Aspirasi tersebut disampaikan warga dalam bentuk protes dan diskusi terbuka di lingkungan desa. Warga menilai bahwa hingga saat ini, informasi terkait penggunaan anggaran dinilai belum sepenuhnya transparan.
Salah satu warga berinisial F mengungkapkan bahwa salah satu isu yang menjadi perhatian masyarakat adalah biaya pembuatan surat tanah yang disebut-sebut mencapai sekitar Rp1,2 juta per surat, yang dibebankan kepada warga dalam kurun waktu sekitar dua tahun terakhir.
Warga meminta kejelasan terkait dasar penetapan biaya tersebut, termasuk apakah terdapat Peraturan Desa (Perdes) yang mengatur hal tersebut.
“Apakah ada Perdes yang mengatur bahwa setiap warga yang mengurus surat tanah dikenakan biaya Rp1,2 juta? Kami hanya ingin kejelasan,” ujar warga, Selasa (7/4/2026).
Selain itu, pembangunan lapangan sepak bola desa juga turut menjadi sorotan. Masyarakat berharap adanya keterbukaan dalam perencanaan hingga realisasi anggaran, agar pembangunan benar-benar memberikan manfaat bagi warga.
Dalam tuntutannya, masyarakat Desa Tanjung Alai menyampaikan beberapa poin penting, di antaranya:
Meminta pemerintah desa membuka rincian anggaran BUMDes kebun serai wangi
Menjelaskan penggunaan dana pembangunan lapangan sepak bola
Memberikan kejelasan terkait biaya administrasi pembuatan surat tanah
Mendorong adanya regulasi yang jelas sebagai dasar hukum (Perdes)
Mengedepankan prinsip kejujuran, keterbukaan, dan tanggung jawab dalam pengelolaan desa
Salah seorang warga menegaskan bahwa tuntutan ini bukan untuk menyudutkan pihak tertentu, melainkan sebagai bentuk kepedulian terhadap kemajuan desa.
“Kami hanya ingin kejelasan.
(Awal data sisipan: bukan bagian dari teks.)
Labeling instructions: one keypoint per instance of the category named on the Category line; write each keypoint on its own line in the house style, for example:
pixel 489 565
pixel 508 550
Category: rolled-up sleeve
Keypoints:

Dana desa itu untuk rakyat, jadi sudah seharusnya terbuka agar tidak menimbulkan kecurigaan,” ujarnya.
Hingga berita ini diturunkan, Kepala Desa Tanjung Alai, Zulpan Alwi, belum memberikan tanggapan atau klarifikasi terkait polemik yang berkembang di tengah masyarakat.
Warga berharap pemerintah desa dapat segera memberikan penjelasan secara terbuka agar kepercayaan masyarakat tetap terjaga dan pembangunan desa berjalan dengan baik.